When the site has been dug or forked over, it is a good plan to allow the soil to settle for at least 3-4 weeks before any further work is carried out. If this period can be extended to two months, so much the better!
When is the best time to cultivate the site? Preferably in the late autumn if the soil is heavy so that it can overwinter and be broken down by winter and early spring frosts. Lighter soils can be cultivated at most periods of the year.
Many gardeners seem to think that a lawn must be perfectly level. This is true if you want to play bowls! To facilitate mowing, the site should be reasonably level so that the mower does not scalp the surface in uneven areas. Ideally, a slight slope away from the house is ideal so that the site drains well.
Sites will vary, of course, and in some cases quite a lot of leveling may be required—bringing soil from high areas to the low ones. Try to work with the contours to minimize labor. On a very steep slope, for example, it may be wise to arrange the lawn feature in two distinct levels.
Leveling is quite a simple operation. Determine the level to which you want to work, bearing the previous remarks in mind.
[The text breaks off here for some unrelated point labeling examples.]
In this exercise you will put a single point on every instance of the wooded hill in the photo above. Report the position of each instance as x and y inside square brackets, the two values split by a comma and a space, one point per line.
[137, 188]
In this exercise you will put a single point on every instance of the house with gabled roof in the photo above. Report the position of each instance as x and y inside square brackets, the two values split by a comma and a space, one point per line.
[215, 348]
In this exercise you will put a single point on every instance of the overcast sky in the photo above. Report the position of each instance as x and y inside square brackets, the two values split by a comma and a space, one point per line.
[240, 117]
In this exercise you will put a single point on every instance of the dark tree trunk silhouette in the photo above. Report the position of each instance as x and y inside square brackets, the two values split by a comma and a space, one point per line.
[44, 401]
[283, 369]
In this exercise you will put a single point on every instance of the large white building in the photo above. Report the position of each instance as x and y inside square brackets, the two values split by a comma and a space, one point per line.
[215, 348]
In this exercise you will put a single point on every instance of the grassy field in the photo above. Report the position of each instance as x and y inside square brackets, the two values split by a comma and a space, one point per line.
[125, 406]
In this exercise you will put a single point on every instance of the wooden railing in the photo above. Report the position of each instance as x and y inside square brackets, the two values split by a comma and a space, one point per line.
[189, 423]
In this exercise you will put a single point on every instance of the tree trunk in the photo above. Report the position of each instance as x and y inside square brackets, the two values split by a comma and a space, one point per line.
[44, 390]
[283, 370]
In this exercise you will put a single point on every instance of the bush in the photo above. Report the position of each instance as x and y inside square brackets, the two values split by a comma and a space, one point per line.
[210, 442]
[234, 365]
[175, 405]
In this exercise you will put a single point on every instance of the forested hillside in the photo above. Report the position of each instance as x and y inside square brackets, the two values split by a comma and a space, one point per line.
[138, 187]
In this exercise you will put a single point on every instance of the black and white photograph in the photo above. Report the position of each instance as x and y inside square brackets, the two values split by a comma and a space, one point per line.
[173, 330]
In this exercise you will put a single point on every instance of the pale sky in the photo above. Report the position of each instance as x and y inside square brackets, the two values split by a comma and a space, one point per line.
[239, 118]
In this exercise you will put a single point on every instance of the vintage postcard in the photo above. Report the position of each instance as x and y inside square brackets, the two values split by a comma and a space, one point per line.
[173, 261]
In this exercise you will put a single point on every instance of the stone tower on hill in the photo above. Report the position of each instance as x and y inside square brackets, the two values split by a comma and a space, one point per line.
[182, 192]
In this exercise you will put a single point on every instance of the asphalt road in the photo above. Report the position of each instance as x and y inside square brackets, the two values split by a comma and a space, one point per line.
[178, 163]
Drive in a wooden peg at this level and then drive in further pegs spaced about 2m/6ft apart over the site.
These other pegs are leveled to the level of the first peg by laying a straight-edged plank across, and checking the level with a spirit level placed on the edge of the plank and approximately at its center. The pegs should be driven into the ground until a true level reading is obtained.
The soil is then raked about, adding or drawing some away until the surface of the soil is level with the tops of all the pegs. In some cases, it may well be necessary to bring in some extra quality topsoil when the site is very uneven, or the depth of good soil all over the selected site is of poor quality generally.
During leveling operations, care must be taken to see that poorer subsoil is never brought to the surface.
Final Tilth or Surface
If the preparations of the site are undertaken during the spring, summer or autumn months, some weed growth will occur before the lawn is finally made if several weeks are allowed to elapse before seed is sown or turf is laid. Occasional light hoeing of the surface, especially during warm weather or drying winds will kill off most weed seedlings.
A fine surface is important, especially if grass seed is to be sown, so thorough breaking down of the lumpy surface is necessary. The back of the fork will break up lumps easily, but generally, the garden rake will be adequate. Cross-raking will eventually produce a fine tilth and as the work proceeds, all stones should be removed.
A general or balanced fertilizer can be applied at this stage (10—14 days before sowing seed or turfing) and 55-85g per sq m/2-3 oz per square yard should be adequate. If the soil is light, it is a good idea to tread over the area so that the soil is consolidated or settled.
Afterwards a raking over will level off the site. Try to select dry weather for this final surface preparation. The soil will break up better and treading on the site will not compact the soil too much.
A Lawn from Seed
There is no doubt that the best quality lawns are those which are made by sowing grass seed. Great strides have been made in the development of grass seed mixtures and now, it is possible to purchase special blends for particular purposes such as heavy soils, shade, hard wear, and so on.
Most of the lawns made from seed have a hard-wearing mixture in them so that they can withstand the tough conditions of family usage—especially where children are concerned!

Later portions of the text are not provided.